Nach einem kurzen Technikcheck an den Fahrzeugen und dem regrouping (aufgrund der geringen Starteranzahl haben wir beschlossen, in der Klasse 1 je 2 Läufe a´4 Minuten/Spur zu fahren….) ging’s dann in den zweiten Lauf, jetzt mit Fritz in der „Maggigruppe“ (die noch in Bischofsheim so schnelle Corvette war heute einfach nicht ans Laufen zu kriegen). Die Ergebnisreihenfolge war am Ende exakt die Gleiche wie im ersten Rennen, auch die Zahl der gefahrenen Runden lag im Bereich um+-1….

 

Ergebnis Lauf 2 (Klasse 1)
1. Achim Hellbach NismoZ (1a) 200,96 Runden
2. Dieter Jens Ford Capri (1a) 199,34 Runden
3. Jörg Artmann Ferrari Enzo (1a) 196,53 Runden
4. Matthias Glaser Nissan GTR (1a) 192,48 Runden
5. Ralf Braun Porsche GT2 (1b) 189,24 Runden
6. Fritz Hlawatsch Corvette C6R (1a) 184,14 Runden
7. Alex Hubert Mercedes Benz CLK (1b) 180,02 Runden
8. Niklas Mages Porsche 997GT3RS (1a) 178,86 Runden
9. Jörg Mages Porsche 997GT3RS (1a) 168,71 Runden

Sieger in beiden Rennen Achim Hellbach, in Summe knapp 4 Runden vor Dieter Jens, der aber Dank Concourswertung trotzdem den Tagessieg in der Klasse 1a einfahren kann.
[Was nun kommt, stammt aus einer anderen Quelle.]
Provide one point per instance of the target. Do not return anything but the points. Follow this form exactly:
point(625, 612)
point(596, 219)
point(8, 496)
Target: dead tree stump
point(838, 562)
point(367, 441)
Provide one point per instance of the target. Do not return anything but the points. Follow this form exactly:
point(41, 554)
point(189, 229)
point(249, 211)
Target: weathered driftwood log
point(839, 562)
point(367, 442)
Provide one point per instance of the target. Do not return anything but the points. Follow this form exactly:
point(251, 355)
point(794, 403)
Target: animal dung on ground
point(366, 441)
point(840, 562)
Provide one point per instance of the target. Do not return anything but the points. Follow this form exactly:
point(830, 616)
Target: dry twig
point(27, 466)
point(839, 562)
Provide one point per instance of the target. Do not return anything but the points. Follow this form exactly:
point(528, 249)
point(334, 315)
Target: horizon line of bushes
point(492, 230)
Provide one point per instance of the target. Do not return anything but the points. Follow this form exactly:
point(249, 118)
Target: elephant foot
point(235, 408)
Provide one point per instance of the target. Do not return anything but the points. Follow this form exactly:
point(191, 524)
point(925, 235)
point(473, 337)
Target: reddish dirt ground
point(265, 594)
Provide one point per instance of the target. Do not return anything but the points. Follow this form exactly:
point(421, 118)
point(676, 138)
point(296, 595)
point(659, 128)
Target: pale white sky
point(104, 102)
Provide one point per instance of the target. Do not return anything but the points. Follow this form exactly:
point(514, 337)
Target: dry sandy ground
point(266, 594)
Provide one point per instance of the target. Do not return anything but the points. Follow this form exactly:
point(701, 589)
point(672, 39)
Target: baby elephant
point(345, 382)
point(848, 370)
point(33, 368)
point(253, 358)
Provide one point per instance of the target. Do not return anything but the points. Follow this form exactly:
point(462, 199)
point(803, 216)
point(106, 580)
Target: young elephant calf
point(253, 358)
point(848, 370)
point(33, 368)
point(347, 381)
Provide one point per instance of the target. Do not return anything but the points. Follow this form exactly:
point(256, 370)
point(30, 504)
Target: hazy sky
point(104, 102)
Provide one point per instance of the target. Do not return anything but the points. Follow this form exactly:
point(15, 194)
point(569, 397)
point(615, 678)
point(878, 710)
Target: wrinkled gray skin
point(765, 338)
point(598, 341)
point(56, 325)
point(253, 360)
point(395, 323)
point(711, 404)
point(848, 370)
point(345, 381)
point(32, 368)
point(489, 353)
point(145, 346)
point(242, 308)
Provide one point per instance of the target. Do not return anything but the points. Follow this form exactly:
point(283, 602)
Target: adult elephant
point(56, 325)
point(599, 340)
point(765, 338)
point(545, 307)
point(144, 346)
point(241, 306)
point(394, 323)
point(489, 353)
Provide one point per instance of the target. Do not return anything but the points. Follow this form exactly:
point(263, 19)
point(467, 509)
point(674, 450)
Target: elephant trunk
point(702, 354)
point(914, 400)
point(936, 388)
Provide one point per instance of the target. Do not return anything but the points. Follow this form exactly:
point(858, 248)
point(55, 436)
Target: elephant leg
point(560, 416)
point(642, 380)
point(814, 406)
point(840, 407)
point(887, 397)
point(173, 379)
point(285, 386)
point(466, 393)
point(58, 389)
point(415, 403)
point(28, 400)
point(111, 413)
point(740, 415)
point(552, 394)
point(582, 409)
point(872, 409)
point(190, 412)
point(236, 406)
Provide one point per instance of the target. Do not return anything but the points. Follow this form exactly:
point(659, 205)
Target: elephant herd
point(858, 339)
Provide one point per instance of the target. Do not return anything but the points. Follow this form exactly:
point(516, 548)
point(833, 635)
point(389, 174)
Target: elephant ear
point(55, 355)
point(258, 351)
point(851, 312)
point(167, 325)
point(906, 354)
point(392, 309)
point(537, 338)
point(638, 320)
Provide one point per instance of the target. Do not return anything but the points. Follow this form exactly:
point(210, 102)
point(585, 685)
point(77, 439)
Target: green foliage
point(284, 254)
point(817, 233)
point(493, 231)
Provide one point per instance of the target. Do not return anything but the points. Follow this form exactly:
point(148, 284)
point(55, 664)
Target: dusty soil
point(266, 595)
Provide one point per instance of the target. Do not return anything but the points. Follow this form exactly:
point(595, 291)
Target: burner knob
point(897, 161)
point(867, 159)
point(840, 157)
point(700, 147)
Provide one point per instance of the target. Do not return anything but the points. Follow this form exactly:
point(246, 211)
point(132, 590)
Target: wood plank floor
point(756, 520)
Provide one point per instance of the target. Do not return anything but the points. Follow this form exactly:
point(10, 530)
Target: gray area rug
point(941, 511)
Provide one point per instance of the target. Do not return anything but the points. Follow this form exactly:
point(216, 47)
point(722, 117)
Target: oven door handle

Eigentlich schade, ist doch der Nismo eigentlich schön lackiert, der Fahrer auch bemalt und angegurtet, aber ansonsten der Fahrereinsatz eine mattschwarze Wüste ohne Instrumente, Schalthebel oder was sonst noch so in einem Auto alles vorhanden ist. mit geringem Aufwand, auch im Bereich der Räder, ist daraus sicherlich ein nicht nur  schnelles, sondern auch schönes Auto zu machen. Der 5te Platz in beiden Rennen und damit der Klassensieg in der Klasse 1b gehen an den Veranstalter mit dem Porsche GT2.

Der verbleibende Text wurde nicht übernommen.